ABSTRACT

This project is being supported by the Petrology and Geochemistry program (Division of Earth Sciences) and the Africa, Near East & South Asia Program (Office of International Science and Engineering).
Sulfur (S) is one of the most abundant constituents of volcanic gases and is an important component of magmas. Sulfur is the most important volcanic gas in terms of climate impact due to the oxidation of sulfur to sulfate aerosols in the atmosphere. Large eruptions like the one at Pinatubo, Philippines in 1991, caused global temperatures to drop by two degrees over a period of two years. Sulfur has recently received a lot of attention due to ideas of geo-engineering where scientists propose to inject large quantities of sulfur into the stratosphere to counterbalance global warming. Therefore, understanding how and in what quantities sulfur degases naturally from magmas at volcanoes is a critical step in evaluating the global sulfur cycle with implications for climate impact as well as evaluating potential consequences of human impacts on the Earth's sulfur budget.
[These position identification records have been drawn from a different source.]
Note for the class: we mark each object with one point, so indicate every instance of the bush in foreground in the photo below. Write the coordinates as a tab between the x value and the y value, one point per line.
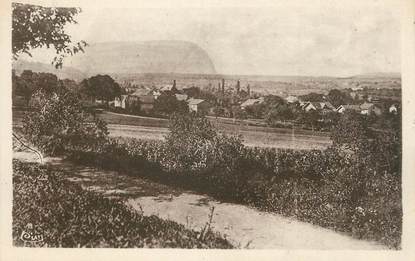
69	216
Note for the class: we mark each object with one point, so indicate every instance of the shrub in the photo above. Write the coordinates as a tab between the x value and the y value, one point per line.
69	216
193	144
57	124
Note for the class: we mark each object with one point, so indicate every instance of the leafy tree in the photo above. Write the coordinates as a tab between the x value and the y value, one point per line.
194	144
337	97
192	91
167	104
101	87
312	97
256	111
351	132
36	27
278	113
29	82
56	124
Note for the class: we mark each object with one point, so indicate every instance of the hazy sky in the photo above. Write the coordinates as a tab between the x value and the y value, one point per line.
299	38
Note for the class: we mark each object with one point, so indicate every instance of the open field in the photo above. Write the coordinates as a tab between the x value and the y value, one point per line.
139	127
243	226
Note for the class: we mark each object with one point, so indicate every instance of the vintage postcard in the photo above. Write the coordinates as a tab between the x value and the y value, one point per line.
153	128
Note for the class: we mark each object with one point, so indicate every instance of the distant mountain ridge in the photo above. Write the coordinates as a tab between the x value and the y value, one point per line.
143	57
378	75
65	73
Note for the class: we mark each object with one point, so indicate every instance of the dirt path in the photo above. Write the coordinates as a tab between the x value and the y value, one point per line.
243	226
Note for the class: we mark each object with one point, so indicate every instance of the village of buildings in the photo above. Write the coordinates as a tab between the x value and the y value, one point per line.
362	100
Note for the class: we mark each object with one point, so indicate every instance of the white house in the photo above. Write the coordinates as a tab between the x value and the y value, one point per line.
119	102
348	107
198	105
181	97
291	99
251	102
393	109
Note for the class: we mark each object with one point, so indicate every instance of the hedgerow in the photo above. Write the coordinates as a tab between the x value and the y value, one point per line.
69	216
353	186
337	188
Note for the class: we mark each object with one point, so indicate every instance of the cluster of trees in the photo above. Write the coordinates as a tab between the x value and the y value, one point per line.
101	87
30	82
167	104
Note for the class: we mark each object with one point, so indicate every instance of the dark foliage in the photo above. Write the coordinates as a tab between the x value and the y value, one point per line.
36	27
69	216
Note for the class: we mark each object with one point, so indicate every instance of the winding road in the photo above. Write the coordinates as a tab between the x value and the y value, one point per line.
243	226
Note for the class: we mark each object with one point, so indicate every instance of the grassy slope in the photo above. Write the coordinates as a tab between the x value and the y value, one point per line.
68	216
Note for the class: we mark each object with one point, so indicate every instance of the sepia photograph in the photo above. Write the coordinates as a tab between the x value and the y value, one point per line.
207	126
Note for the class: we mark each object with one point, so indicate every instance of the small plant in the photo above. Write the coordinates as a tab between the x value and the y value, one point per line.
57	124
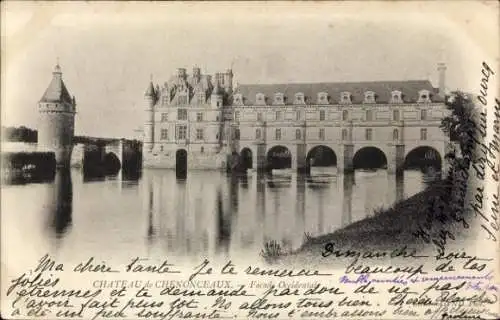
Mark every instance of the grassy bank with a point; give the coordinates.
(415, 222)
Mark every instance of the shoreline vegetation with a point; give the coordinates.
(431, 217)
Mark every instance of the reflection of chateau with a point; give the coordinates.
(57, 119)
(198, 121)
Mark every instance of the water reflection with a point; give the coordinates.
(209, 213)
(59, 203)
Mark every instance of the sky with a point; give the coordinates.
(108, 51)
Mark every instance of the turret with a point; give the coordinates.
(57, 120)
(150, 100)
(217, 93)
(228, 81)
(442, 79)
(196, 74)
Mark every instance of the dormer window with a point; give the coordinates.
(369, 97)
(238, 99)
(201, 97)
(260, 99)
(322, 98)
(299, 98)
(345, 97)
(279, 98)
(424, 96)
(396, 97)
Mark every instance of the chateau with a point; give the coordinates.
(200, 121)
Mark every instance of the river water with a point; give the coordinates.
(207, 214)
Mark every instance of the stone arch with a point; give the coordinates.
(181, 158)
(369, 157)
(278, 157)
(112, 163)
(246, 157)
(321, 156)
(423, 157)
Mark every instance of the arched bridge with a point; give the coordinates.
(108, 154)
(395, 156)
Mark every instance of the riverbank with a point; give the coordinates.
(414, 222)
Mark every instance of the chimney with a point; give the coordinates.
(442, 78)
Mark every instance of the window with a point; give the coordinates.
(201, 97)
(164, 100)
(199, 134)
(368, 134)
(279, 98)
(279, 115)
(260, 98)
(423, 114)
(164, 134)
(369, 115)
(345, 115)
(238, 99)
(344, 134)
(322, 115)
(321, 134)
(395, 115)
(322, 97)
(423, 134)
(424, 96)
(345, 97)
(181, 114)
(396, 96)
(182, 99)
(299, 98)
(369, 97)
(181, 132)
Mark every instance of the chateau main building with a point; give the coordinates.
(200, 121)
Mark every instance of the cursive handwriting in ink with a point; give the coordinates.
(136, 265)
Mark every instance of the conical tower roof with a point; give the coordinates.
(57, 91)
(150, 91)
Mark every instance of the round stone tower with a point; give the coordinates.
(57, 120)
(149, 100)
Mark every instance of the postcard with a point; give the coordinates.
(250, 160)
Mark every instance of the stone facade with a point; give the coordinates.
(211, 120)
(57, 120)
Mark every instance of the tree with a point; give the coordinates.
(460, 125)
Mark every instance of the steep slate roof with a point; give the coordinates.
(150, 91)
(57, 91)
(382, 91)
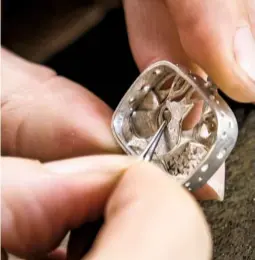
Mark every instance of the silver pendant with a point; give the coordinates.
(152, 119)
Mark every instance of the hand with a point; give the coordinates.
(147, 214)
(213, 36)
(49, 118)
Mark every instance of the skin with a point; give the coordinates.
(147, 214)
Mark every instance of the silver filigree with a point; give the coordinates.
(165, 94)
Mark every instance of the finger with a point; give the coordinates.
(48, 117)
(215, 34)
(40, 203)
(153, 36)
(150, 216)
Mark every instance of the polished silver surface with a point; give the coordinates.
(197, 128)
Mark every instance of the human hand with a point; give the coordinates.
(147, 214)
(47, 118)
(211, 37)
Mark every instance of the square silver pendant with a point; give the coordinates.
(164, 92)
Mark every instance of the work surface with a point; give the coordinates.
(233, 220)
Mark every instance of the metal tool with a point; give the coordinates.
(162, 100)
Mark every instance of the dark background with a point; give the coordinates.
(101, 60)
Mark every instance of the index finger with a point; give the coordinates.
(150, 216)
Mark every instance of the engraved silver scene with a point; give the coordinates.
(152, 119)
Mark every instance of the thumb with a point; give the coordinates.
(218, 37)
(41, 202)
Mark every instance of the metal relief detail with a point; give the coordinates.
(164, 93)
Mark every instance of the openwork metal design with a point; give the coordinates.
(198, 129)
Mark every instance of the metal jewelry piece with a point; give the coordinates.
(152, 121)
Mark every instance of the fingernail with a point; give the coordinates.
(244, 47)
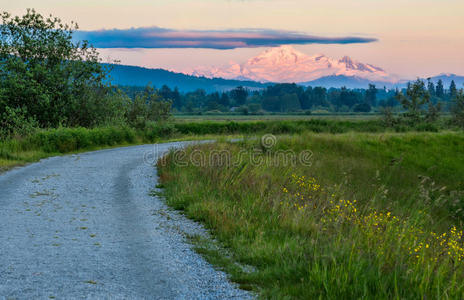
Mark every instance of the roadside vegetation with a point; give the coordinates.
(377, 214)
(374, 215)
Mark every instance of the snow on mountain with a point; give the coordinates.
(286, 64)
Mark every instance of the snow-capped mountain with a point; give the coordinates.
(286, 64)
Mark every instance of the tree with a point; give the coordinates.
(45, 74)
(440, 90)
(414, 100)
(239, 94)
(457, 109)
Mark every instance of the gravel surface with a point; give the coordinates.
(85, 227)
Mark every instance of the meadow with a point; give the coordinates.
(374, 215)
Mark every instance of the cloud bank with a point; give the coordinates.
(156, 37)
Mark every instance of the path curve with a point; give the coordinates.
(85, 227)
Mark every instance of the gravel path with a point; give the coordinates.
(85, 227)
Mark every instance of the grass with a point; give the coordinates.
(52, 142)
(369, 218)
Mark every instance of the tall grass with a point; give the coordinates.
(363, 221)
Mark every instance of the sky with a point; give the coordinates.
(409, 38)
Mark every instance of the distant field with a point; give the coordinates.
(238, 118)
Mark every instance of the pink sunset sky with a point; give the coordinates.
(413, 38)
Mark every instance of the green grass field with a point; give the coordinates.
(274, 117)
(374, 215)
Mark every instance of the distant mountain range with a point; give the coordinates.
(280, 64)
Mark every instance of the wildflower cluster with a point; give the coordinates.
(381, 232)
(304, 192)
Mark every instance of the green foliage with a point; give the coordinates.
(44, 72)
(458, 109)
(14, 122)
(48, 80)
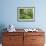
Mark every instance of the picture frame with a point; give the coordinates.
(26, 14)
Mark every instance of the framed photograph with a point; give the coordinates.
(26, 14)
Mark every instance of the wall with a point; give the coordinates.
(9, 13)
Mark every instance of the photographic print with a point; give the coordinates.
(26, 14)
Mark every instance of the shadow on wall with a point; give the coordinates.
(2, 26)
In this proposed work, the team aims to investigate sulfur degassing from a persistently active lava lake. The lava lake that is best suited for this project is that of the Erta Ale volcano in Ethiopia. This lake is the Earth's longest-lived lava lake and has been persistently active for over 100 years. It degases large quantities of sulfur from a basaltic magma. They will collect samples of the active lava lake, the degassing sulfur, and the sulfate aerosol formed in the atmosphere. The isotopic composition of the sulfur in the lava, gas, and aerosols will be analyzed to understand the nature of the sulfur cycle.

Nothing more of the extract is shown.